Saw in a different post where a car had a bad clutch master, that the clutch cylinder is inside the cabin & have to disassemble a bunch of the dash & other driver controls to get to it. A job for an expert. Would you have to do this to check the level / add fluid / change fluid?

Also, fwiw, people have recommended Amsoil Synchromesh GL4 (and not the 75w90 GL4) for best cold-start performance. The 75 90 shifts too hard with a cold trans.


----------



## jblackburn (Apr 14, 2012)

17Hatch6MT said:


> For safety if for no other reason, the clutch system is completely separate from the brake system.
> 
> Saw in a different post where a car had a bad clutch master, that the clutch cylinder is inside the cabin & have to disassemble a bunch of the dash & other driver controls to get to it.
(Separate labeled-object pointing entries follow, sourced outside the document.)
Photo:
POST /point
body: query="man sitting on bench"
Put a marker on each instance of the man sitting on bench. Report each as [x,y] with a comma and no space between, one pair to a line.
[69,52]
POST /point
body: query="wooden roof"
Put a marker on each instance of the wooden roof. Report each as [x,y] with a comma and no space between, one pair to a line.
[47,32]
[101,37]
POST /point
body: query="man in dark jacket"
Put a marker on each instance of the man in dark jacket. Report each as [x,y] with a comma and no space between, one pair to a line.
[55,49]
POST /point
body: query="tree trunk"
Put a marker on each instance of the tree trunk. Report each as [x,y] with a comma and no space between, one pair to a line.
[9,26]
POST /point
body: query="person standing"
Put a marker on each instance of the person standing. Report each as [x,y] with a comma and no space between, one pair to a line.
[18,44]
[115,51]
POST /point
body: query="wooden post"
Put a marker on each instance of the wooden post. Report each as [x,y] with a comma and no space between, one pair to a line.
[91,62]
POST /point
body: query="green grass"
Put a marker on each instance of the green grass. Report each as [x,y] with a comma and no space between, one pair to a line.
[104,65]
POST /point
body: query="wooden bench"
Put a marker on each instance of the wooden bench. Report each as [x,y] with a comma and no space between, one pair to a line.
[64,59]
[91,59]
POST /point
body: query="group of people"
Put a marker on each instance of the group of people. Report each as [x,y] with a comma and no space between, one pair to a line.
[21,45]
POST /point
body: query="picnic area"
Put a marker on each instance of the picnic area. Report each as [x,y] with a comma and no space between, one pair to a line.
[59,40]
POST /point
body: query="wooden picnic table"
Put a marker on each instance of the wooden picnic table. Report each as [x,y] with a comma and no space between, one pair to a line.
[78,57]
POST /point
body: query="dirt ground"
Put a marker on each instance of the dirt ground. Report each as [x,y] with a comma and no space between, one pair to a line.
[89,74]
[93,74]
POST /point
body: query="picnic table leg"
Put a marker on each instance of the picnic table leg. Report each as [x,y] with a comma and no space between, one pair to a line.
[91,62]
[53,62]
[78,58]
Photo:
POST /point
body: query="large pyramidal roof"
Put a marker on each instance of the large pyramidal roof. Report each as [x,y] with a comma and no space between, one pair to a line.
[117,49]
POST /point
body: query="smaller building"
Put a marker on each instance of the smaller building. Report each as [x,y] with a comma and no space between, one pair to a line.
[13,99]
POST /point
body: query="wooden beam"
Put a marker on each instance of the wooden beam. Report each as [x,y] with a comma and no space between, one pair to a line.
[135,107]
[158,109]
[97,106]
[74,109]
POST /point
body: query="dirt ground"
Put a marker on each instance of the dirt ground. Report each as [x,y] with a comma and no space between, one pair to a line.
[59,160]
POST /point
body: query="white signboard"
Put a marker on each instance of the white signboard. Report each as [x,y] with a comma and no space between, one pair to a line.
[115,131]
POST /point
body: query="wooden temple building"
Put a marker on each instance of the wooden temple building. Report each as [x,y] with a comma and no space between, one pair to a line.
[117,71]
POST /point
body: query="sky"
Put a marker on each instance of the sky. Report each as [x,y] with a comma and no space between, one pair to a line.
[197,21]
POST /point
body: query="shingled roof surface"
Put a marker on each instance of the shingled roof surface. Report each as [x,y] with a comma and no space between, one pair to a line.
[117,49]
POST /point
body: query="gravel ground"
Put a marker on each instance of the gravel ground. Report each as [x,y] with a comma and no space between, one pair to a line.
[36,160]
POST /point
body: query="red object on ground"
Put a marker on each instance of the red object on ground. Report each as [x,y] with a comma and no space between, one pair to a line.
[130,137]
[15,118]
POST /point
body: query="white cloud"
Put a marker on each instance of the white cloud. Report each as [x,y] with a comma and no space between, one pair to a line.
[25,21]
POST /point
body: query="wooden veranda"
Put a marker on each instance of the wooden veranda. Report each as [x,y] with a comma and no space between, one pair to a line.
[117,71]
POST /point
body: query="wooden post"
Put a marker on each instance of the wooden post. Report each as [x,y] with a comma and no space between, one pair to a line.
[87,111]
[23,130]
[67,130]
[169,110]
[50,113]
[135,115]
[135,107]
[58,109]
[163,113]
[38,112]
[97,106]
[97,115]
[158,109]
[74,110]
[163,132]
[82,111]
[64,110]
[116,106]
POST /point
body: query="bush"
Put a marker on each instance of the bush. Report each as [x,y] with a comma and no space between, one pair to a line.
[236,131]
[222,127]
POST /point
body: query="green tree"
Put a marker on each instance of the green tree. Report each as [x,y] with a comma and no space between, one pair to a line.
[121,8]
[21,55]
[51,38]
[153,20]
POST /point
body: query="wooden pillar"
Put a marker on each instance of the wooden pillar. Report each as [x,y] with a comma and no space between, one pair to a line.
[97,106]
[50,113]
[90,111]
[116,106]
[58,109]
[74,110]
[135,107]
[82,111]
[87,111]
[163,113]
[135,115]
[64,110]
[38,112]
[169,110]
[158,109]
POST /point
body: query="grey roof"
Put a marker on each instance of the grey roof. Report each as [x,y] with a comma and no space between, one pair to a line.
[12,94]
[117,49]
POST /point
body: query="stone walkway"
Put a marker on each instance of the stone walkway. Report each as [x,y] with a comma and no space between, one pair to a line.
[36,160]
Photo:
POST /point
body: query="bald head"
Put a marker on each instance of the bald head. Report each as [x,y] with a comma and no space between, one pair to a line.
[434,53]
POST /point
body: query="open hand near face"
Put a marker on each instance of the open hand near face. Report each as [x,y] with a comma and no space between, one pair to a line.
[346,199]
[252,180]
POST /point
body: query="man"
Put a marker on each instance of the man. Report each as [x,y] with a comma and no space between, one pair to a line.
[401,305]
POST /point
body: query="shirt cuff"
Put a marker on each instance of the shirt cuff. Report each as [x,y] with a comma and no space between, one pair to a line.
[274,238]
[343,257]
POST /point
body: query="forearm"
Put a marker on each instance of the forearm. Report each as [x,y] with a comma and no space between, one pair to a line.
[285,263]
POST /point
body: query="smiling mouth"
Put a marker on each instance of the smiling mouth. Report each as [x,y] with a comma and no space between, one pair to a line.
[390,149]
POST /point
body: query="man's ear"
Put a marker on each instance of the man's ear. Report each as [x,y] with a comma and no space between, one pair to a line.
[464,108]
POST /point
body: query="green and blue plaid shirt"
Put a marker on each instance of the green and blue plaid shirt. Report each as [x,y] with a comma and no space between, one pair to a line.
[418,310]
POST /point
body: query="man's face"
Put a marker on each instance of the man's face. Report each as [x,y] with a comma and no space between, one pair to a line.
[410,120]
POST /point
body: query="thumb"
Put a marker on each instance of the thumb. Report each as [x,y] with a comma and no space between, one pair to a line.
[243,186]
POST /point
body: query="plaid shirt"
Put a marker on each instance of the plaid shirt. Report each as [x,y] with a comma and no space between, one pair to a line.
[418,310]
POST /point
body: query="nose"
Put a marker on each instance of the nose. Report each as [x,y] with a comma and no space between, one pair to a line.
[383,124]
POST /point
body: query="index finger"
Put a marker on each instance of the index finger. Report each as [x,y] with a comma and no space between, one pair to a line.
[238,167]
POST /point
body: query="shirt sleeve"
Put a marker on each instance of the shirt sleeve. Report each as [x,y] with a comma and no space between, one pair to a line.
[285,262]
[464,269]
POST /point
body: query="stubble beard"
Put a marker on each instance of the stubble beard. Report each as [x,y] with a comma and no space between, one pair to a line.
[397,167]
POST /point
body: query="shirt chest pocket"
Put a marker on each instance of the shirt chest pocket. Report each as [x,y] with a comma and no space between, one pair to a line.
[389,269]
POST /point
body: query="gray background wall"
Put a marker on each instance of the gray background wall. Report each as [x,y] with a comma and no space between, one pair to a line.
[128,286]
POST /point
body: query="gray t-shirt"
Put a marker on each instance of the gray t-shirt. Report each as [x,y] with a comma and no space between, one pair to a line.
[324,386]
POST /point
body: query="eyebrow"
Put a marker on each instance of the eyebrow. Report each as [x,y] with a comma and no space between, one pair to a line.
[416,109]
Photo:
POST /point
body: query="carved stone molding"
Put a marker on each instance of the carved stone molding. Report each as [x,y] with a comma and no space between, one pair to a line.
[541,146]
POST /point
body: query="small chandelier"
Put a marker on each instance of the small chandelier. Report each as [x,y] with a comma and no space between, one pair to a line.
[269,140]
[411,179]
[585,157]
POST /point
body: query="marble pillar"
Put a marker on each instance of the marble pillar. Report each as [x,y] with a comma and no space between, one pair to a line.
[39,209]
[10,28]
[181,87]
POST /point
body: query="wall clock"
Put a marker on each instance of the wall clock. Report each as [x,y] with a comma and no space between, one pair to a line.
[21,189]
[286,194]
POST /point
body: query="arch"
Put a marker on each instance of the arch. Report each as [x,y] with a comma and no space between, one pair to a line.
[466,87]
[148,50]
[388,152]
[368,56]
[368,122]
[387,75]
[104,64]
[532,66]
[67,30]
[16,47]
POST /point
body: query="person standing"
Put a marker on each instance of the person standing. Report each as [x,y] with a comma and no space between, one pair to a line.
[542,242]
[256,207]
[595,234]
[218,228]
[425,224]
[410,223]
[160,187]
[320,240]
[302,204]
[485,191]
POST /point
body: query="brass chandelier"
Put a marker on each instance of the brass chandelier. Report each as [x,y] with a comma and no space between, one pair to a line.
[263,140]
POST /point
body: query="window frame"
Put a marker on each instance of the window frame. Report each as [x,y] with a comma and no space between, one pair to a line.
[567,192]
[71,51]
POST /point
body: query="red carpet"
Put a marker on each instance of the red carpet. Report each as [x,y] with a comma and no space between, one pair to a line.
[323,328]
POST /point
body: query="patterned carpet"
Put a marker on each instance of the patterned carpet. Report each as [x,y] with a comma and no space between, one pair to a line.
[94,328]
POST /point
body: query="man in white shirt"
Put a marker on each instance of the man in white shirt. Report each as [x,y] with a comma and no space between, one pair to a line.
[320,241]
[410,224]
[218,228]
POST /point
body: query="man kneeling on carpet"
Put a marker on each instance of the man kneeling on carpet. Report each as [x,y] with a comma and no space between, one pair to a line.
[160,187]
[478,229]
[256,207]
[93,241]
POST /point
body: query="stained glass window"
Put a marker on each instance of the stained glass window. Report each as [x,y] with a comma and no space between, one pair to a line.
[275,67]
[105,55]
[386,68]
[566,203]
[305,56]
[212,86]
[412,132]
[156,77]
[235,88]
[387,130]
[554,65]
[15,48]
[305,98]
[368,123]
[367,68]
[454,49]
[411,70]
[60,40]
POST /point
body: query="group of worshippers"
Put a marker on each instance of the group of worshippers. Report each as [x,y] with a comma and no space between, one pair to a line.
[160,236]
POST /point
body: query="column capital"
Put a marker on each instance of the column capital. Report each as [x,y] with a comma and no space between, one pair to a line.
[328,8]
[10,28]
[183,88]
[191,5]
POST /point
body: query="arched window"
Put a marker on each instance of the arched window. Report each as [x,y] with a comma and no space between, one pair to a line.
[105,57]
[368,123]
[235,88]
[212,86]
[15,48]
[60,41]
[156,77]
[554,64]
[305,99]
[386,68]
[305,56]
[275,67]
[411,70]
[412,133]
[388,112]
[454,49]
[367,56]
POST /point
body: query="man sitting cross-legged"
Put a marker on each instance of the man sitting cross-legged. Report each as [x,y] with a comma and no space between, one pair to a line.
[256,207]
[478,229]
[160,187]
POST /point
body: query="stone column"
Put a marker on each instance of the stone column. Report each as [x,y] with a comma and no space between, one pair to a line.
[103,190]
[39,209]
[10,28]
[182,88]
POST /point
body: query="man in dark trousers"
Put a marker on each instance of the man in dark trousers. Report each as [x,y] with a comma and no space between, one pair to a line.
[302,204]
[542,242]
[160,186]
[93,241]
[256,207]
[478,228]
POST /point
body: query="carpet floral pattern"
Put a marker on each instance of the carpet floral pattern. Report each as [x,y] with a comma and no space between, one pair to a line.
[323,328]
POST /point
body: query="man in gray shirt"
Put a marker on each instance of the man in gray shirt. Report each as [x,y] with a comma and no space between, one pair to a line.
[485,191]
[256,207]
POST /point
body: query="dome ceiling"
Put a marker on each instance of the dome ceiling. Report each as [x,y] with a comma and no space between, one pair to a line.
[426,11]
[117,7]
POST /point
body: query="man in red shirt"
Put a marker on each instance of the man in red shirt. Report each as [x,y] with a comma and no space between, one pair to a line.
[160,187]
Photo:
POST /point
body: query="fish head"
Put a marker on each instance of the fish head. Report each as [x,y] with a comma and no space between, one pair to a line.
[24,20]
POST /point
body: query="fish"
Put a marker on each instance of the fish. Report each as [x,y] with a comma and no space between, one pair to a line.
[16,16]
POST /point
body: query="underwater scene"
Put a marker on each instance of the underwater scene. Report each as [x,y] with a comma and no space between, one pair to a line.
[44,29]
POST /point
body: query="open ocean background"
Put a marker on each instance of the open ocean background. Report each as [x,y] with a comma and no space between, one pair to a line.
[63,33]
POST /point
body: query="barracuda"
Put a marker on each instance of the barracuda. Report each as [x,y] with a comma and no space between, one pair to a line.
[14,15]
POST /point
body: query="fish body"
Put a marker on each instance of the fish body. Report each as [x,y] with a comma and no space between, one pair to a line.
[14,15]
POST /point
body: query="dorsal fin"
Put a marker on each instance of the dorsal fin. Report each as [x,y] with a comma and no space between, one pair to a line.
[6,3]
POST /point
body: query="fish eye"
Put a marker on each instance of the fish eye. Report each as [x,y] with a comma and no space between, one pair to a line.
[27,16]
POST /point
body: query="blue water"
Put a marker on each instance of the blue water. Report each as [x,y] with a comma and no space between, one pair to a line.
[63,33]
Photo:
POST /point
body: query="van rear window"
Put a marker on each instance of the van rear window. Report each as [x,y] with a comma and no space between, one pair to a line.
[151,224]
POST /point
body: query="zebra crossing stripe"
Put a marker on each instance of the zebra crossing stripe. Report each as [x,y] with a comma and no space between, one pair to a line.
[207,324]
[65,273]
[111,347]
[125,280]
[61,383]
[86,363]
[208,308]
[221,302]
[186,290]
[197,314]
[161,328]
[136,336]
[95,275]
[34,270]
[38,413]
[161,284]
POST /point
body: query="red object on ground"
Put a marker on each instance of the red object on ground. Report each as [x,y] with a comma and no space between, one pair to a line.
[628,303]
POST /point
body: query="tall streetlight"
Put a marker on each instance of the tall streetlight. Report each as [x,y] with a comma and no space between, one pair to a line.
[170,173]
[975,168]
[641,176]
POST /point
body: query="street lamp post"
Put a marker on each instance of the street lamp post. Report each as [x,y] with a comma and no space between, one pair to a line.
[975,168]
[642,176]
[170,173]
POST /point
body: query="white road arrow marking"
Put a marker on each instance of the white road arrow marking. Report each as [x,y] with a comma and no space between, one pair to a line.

A job for an expert. Would you have to do this to check the level / add fluid / change fluid?
> 
> Also, fwiw, people have recommended Amsoil Synchromesh GL4 (and not the 75w90 GL4) for best cold-start performance. The 75 90 shifts too hard with a cold trans.


The hydraulic part shares the reservoir with brake fluid. At least in the Gen 1, there was a little divider between chambers in the fluid reservoir.


----------



## 17Hatch6MT (Dec 28, 2015)




----------



## snowwy66 (Nov 5, 2017)

Talk on the forum is the brake and clutch are the same master reservoir.


----------



## artey34 (Jul 11, 2019)

Anyone have a link to this trans fluid or what they recommend? Also, how many QTs is it to fill up? Mine is a Manual Diesel RS 2018


----------



## artey34 (Jul 11, 2019)

bump


----------



## jblackburn (Apr 14, 2012)

artey34 said:


> Anyone have a link to this trans fluid or what they recommend? Also, how many QTs is it to fill up? Mine is a Manual Diesel RS 2018


2.5 qts.

Amsoil Synchromesh if you live somewhere with winter temperatures that hit negatives; Amsoil 75w-90 if you don't.


----------



## artey34 (Jul 11, 2019)

This guy?









Manual Synchromesh Transmission Fluid 5W-30


Shop Manual Synchromesh Transmission Fluid 5W-30 at AMSOIL. Find premium synthetic oil, filters and more online. Fast, free shipping available.




www.amsoil.com




Or this guy?



Amazon.com


----------



## MRO1791 (Sep 2, 2016)

I can absolutely confirm on Gen 2, the brake and clutch system share a common reservoir. This is pretty much the standard on newer cars.


----------



## CRUISE-CRUZE (Nov 8, 2010)

After I swapped the engine and replaced the clutch plate and slave cylinder I put just the normal brake fluid, no issues.


----------



## jblackburn (Apr 14, 2012)

artey34 said:


> This guy?
> 
> 
> 
> ...


I believe they are the same. I've had it in the clear bottle before, but I'd reckon they just updated their bottle.


----------



## Slayinit (Jan 8, 2013)

I drained & filled my 6MT at around the 2,500 mark if anything to make sure I replaced the 2qt factory fill with 2.5 qts. I used Redline MT-85. No improvement or degradation in shift quality - it's still pretty notchy.


----------